- Directed by: Ryūichi Hiroki
- Screenplay by: Masato Kato
- Based on: novel by Makoto Kawashima
- Produced by: Isao Yoshiwara
- Starring: Shunsuke Matsuoka Eugene Nomura
- Cinematography: Naoki Kayano
- Music by: Motohiro Tomita
- Distributed by: Herald Ace (ヘラルド・エース)
- Release date: July 9, 1994;
- Running time: 110 minutes
- Country: Japan
- Language: Japanese

= 800 Two Lap Runners =

800 Two Lap Runners is a 1994 Japanese film directed by Ryūichi Hiroki starring Shunsuke Matsuoka and Eugene Nomura. For director Hiroki, the film marks a transition from his early work in pink film to mainstream cinema.

==Plot==
This coming-of-age story revolves around two young long distance runners, Kenji Hirose and Ryuji Nakazawa. Kenji, haunted by memories of his dead friend Aihara with whom he had a brief homosexual affair, is now dating Aihara's former girlfriend Kyoko, but Kyoko is more interested in Kenji than he is in her. Ryuji, Kenji's friend and track rival, is pursuing hurdler Shoko but she in turn is after Kenji.

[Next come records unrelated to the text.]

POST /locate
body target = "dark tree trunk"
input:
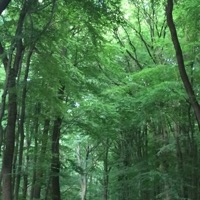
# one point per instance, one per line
(21, 126)
(10, 137)
(40, 168)
(106, 171)
(55, 165)
(3, 5)
(179, 56)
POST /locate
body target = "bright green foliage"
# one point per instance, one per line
(108, 70)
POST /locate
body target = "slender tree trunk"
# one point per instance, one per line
(55, 163)
(106, 171)
(10, 137)
(40, 168)
(180, 61)
(21, 126)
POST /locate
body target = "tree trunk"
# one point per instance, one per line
(10, 138)
(181, 66)
(55, 163)
(40, 168)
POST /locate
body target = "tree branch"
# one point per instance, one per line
(180, 60)
(3, 5)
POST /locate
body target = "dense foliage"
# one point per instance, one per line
(99, 100)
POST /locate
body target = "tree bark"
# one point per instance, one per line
(180, 60)
(10, 138)
(55, 164)
(3, 5)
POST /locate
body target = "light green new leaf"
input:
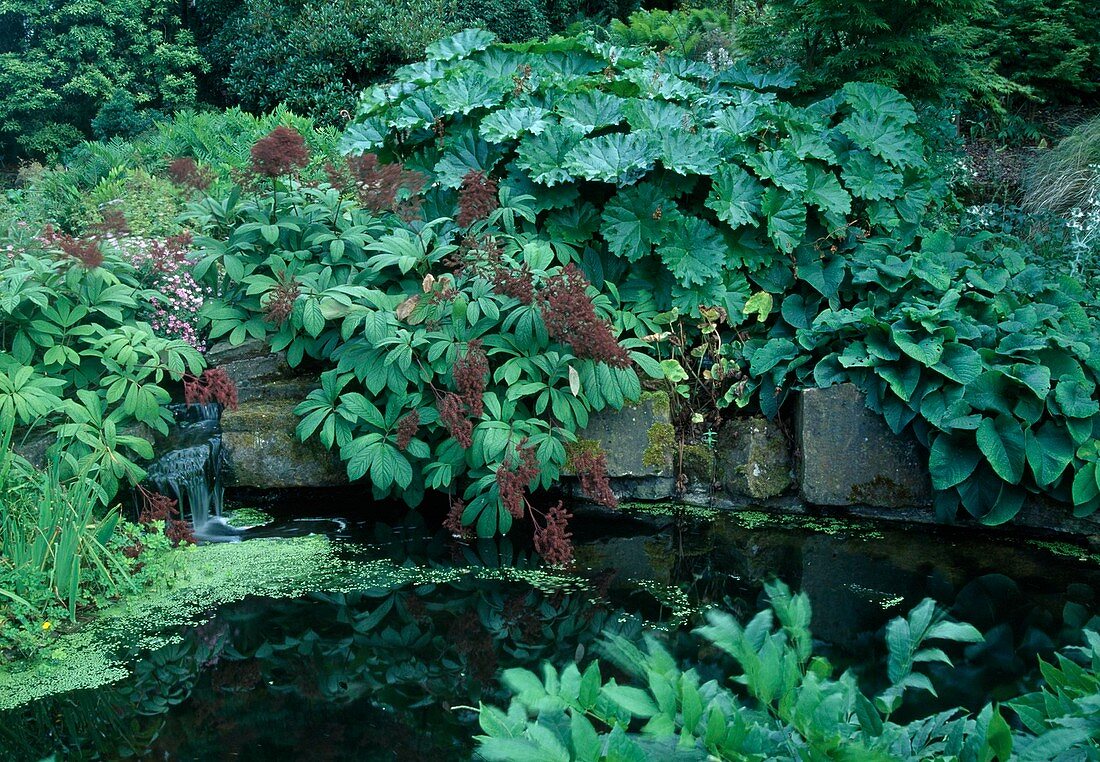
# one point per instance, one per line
(693, 250)
(787, 219)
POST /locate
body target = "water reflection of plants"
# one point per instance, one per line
(409, 655)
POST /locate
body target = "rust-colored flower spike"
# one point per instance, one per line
(283, 152)
(570, 318)
(477, 198)
(552, 541)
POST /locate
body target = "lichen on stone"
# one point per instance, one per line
(661, 402)
(662, 440)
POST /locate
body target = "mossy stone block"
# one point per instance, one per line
(850, 456)
(754, 459)
(263, 451)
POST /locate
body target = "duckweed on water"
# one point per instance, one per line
(1066, 550)
(209, 576)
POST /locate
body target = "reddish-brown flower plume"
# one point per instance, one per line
(552, 541)
(281, 153)
(157, 507)
(281, 300)
(570, 318)
(513, 479)
(477, 198)
(378, 185)
(453, 416)
(591, 468)
(187, 174)
(86, 251)
(215, 385)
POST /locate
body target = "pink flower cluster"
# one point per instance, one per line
(165, 268)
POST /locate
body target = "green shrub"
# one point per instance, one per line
(1049, 47)
(681, 187)
(778, 700)
(61, 65)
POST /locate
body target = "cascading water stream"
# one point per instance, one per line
(190, 470)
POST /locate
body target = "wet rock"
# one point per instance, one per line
(849, 455)
(260, 373)
(754, 459)
(263, 451)
(639, 441)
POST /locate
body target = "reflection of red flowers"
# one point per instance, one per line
(570, 318)
(552, 541)
(281, 153)
(513, 481)
(407, 428)
(477, 198)
(215, 385)
(591, 468)
(453, 520)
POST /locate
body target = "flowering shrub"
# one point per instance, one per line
(176, 298)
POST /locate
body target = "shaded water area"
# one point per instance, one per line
(391, 672)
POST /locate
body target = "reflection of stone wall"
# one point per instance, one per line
(849, 456)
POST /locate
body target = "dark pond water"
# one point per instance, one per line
(389, 673)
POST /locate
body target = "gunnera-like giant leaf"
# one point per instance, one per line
(617, 158)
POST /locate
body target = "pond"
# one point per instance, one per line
(393, 666)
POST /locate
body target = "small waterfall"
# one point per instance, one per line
(190, 470)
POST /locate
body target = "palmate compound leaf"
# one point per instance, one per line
(693, 250)
(735, 196)
(688, 153)
(542, 156)
(636, 219)
(878, 99)
(509, 123)
(787, 219)
(460, 45)
(619, 158)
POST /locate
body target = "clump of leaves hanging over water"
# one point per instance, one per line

Ryuji does have his own admirer, Nao, Kenji's younger sister, but when they do get together, Nao resembles her brother too much for Ryuji to go through with the lovemaking.

==Cast==
- Shunsuke Matsuoka (松岡俊介) as Kenji Hirose
- Eugene Nomura (野村祐人) as Ryuji Nakazawa
- Tsugumi Arimura (有村つぐみ) as Shoko Ida
- Miwako Kawai (河合みわこ) as Kyoko Yamaguchi
- Reiko Shiraishi (白石玲子) as Nao Hirose
- Yoshihiko Hakamada (袴田吉彦) as Aihara
- Naomi Sawada (沢田奈緒美) as Tomomi Ogawa
- Yūki Tanaka (田中優樹) as Shunichi Saitō

==Release==
800 Two Lap Runners was screened at the Berlin International Film Festival in the "Panorama" section in February 1994 before its theatrical release in Japan on July 9, 1994, by Herald Ace (ヘラルド・エース). It was released on DVD in Japan by Pioneer LDC on May 24, 2002.

==Reception==
Kinema Junpo magazine placed the film at number 7 in its list of the ten best Japanese films of 1994. At the 16th Yokohama Film Festival held in January 1995, 800 Two Lap Runners was listed as the fourth best film of 1994 and actor Shunsuke Matsuoka was given one of the Best New Talent Awards. The film also took two awards at the 49th annual Mainichi Film Awards, Eugene Nomura for Best New Talent and Naoki Kayano for Cinematography.